Judge: Mississippi Must Give Religious Exemption on Vaccines

Associated Press reported:

Mississippi must join most other states in allowing religious exemptions from vaccinations that children are required to receive so they can attend school, a federal judge has ruled.

U.S. District Judge Sul Ozerden handed down the decision Monday in a lawsuit filed last year by several parents who say their religious beliefs have led them to keep their children unvaccinated and out of Mississippi schools.

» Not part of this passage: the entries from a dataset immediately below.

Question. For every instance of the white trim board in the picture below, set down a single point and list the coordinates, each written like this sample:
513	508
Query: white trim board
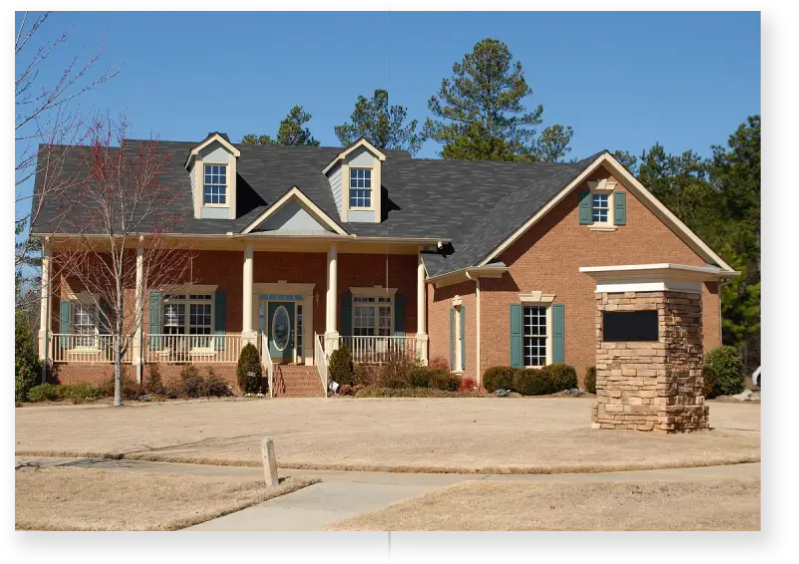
638	189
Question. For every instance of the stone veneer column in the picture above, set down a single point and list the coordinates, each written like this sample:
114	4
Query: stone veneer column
652	386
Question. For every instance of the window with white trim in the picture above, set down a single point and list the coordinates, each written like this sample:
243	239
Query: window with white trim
360	188
534	336
371	316
215	185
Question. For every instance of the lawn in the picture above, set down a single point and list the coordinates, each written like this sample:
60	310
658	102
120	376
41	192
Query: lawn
717	505
79	499
496	435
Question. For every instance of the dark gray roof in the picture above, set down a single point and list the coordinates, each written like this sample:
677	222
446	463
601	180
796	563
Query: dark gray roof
474	204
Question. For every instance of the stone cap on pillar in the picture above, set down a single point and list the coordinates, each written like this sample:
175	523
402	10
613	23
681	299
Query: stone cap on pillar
656	277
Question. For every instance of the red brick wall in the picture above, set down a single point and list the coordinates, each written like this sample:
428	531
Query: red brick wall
548	257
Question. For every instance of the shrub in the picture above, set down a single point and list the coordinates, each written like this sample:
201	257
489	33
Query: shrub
215	385
723	372
44	392
442	380
439	362
341	366
467	385
534	382
590	380
498	377
564	376
249	361
26	361
153	384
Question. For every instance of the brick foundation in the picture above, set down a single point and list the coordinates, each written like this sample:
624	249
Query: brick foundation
652	386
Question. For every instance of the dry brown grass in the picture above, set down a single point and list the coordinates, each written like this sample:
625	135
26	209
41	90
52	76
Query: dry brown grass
718	505
78	499
539	435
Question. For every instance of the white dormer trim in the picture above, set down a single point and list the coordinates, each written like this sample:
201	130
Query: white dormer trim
362	142
295	193
213	138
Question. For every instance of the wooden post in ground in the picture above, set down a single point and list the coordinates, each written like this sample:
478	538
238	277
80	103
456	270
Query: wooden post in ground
270	461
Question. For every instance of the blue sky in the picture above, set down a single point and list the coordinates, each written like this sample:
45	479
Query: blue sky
621	79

According to the lawsuit, some of the plaintiffs are homeschooling their children, while others have family or work connections in Mississippi but live in other states that allow religious exemptions for childhood vaccinations.

Ozerden set a July 15 deadline for the Mississippi State Department of Health to allow religious exemptions. The state already allows people to apply for medical exemptions for a series of five vaccinations that are required for children to enroll in public or private schools. The immunizations are against diphtheria, tetanus and pertussis; polio; hepatitis; measles, mumps and rubella; and chickenpox. Mississippi does not require COVID-19 vaccinations.

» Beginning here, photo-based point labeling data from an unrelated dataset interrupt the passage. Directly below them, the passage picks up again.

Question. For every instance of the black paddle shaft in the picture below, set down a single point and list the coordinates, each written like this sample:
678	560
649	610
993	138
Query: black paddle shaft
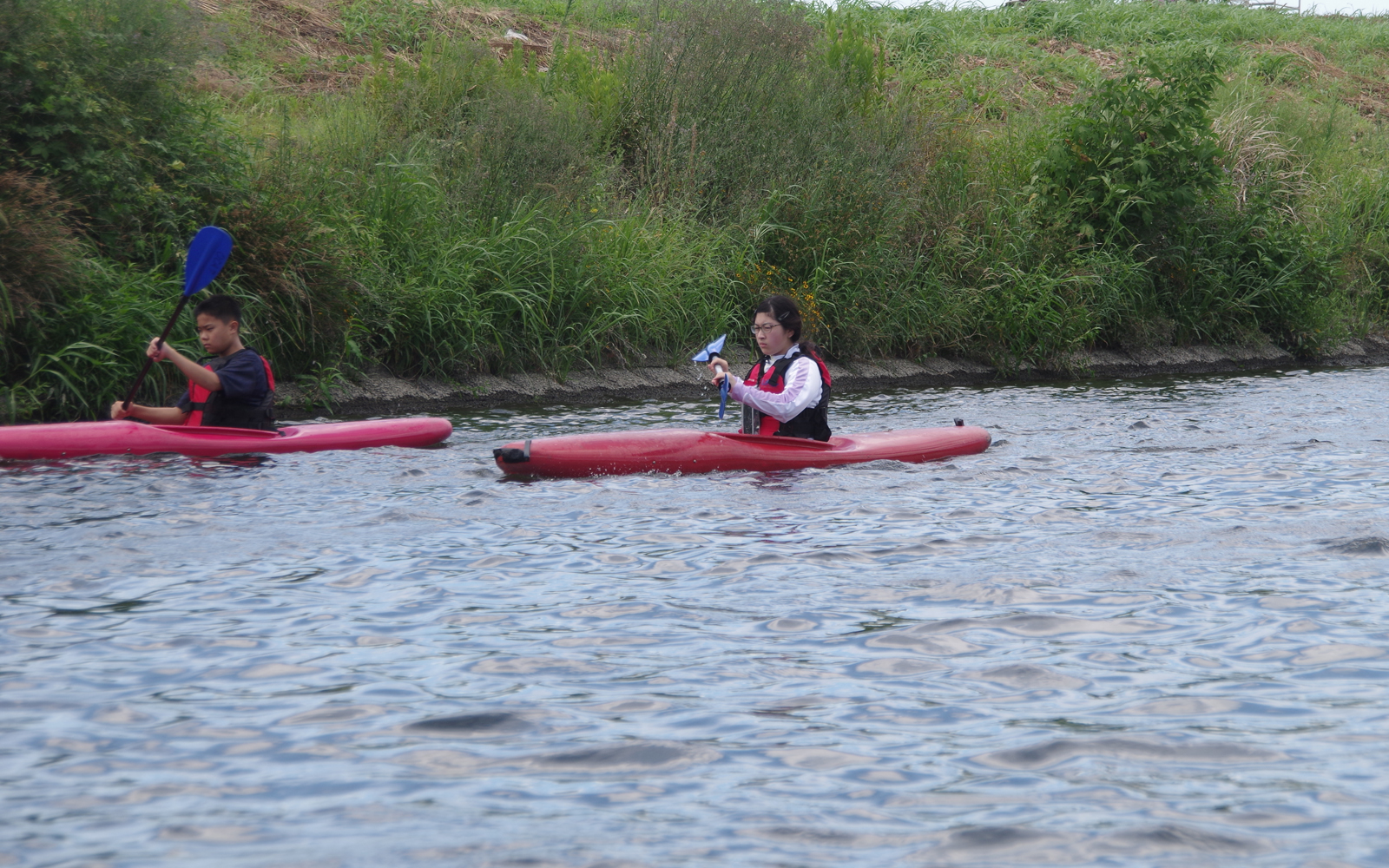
149	360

The only states without religious or personal belief exemptions for school immunization requirements are California, Connecticut, Maine, Mississippi, New York and West Virginia, according to the National Conference of State Legislatures.

Employer COVID Vax Mandates: Still Legal, but for How Long?

Reuters reported:

While the clamor for vaccine mandates has subsided, many employers remain committed to having their employees fully up to date with their COVID-19 boosters. But will they be able to enforce such a policy? The answer is: It depends.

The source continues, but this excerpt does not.